Direktur Pascasarjana Undana, Dr. Hamza H. Wulakada, mengatakan pemilihan tema workshop tidak terlepas dari proses persiapan pembukaan program studi baru tersebut.

“Kami sengaja mengangkat tema ini karena salah satu program studi yang sedang kami persiapkan adalah Magister Bisnis Digital. Forum ilmiah seperti ini menjadi langkah penting untuk memperkuat pematangan pengusulan program studi tersebut agar linear dengan kebutuhan kompetensi masyarakat di era modern,” ujarnya.

Iklan

Digitalisasi Bukan Sekadar Teknologi

Dalam paparannya, akademisi Ilmu Komputer Undana, Dr. Dony Martinus Sihotang, M.Sc., menjelaskan bahwa transformasi digital bukan hanya sebatas penggunaan teknologi, melainkan perubahan cara kerja organisasi untuk menciptakan nilai tambah baru.

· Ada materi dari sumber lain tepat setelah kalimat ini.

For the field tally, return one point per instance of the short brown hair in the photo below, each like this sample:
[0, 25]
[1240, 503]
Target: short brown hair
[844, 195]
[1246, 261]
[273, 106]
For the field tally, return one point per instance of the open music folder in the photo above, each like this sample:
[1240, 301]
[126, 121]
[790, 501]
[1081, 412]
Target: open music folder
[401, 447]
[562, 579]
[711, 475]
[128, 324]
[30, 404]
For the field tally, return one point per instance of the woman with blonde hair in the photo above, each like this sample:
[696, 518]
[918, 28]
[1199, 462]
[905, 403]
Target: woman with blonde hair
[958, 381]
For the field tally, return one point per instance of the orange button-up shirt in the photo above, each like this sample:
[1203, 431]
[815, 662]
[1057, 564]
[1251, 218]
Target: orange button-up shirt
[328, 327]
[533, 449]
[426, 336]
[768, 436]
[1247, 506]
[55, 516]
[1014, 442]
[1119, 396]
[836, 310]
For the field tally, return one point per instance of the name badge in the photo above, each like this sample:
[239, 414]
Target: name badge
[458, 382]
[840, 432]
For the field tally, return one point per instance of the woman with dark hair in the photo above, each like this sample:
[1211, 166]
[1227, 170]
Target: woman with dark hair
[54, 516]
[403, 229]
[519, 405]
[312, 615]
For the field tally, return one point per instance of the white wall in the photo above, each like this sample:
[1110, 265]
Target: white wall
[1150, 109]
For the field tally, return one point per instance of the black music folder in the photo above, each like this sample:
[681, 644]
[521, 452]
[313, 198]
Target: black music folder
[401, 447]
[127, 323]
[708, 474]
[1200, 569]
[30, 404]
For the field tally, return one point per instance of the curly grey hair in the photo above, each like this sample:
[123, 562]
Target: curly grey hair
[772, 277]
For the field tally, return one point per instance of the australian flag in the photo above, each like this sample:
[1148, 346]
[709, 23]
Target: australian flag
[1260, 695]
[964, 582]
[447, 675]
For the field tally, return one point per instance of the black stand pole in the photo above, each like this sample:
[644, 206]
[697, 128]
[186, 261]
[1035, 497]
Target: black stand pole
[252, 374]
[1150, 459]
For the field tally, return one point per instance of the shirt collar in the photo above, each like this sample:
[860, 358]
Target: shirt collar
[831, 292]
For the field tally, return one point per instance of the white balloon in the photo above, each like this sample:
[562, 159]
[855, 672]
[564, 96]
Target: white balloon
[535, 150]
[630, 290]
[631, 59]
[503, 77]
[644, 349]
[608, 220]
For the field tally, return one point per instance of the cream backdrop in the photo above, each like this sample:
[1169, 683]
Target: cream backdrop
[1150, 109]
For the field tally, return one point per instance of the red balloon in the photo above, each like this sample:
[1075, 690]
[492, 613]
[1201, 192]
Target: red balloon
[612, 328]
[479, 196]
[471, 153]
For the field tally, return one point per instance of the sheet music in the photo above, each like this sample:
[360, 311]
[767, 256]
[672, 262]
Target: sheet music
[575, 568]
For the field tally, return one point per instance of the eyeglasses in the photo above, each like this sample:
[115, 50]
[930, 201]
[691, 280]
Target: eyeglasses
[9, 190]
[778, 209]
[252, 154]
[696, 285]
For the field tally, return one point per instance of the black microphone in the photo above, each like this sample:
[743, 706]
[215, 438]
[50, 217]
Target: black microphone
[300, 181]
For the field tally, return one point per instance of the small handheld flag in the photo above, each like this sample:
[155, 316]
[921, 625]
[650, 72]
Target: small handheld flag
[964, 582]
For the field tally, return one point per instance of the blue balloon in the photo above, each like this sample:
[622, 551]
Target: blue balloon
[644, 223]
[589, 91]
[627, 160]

Menurutnya, kemampuan membangun strategi bisnis berbasis digital akan menjadi kompetensi utama yang dibutuhkan dunia usaha pada masa mendatang.

Sementara itu, Anggota Komisi X DPR RI, Stefano Rizki Adranacus, yang mengikuti kegiatan secara daring melalui perwakilannya, Agustinus Lawo Brewon, menyatakan komitmennya untuk mendukung proses pembukaan program studi tersebut melalui koordinasi dengan Kementerian Pendidikan Tinggi, Sains, dan Teknologi.

Dorong Transformasi Ekonomi Digital NTT

Rencana pembukaan Magister Bisnis Digital tidak hanya diproyeksikan memperkuat sektor pendidikan tinggi, tetapi juga menjadi fondasi percepatan transformasi ekonomi digital di Nusa Tenggara Timur.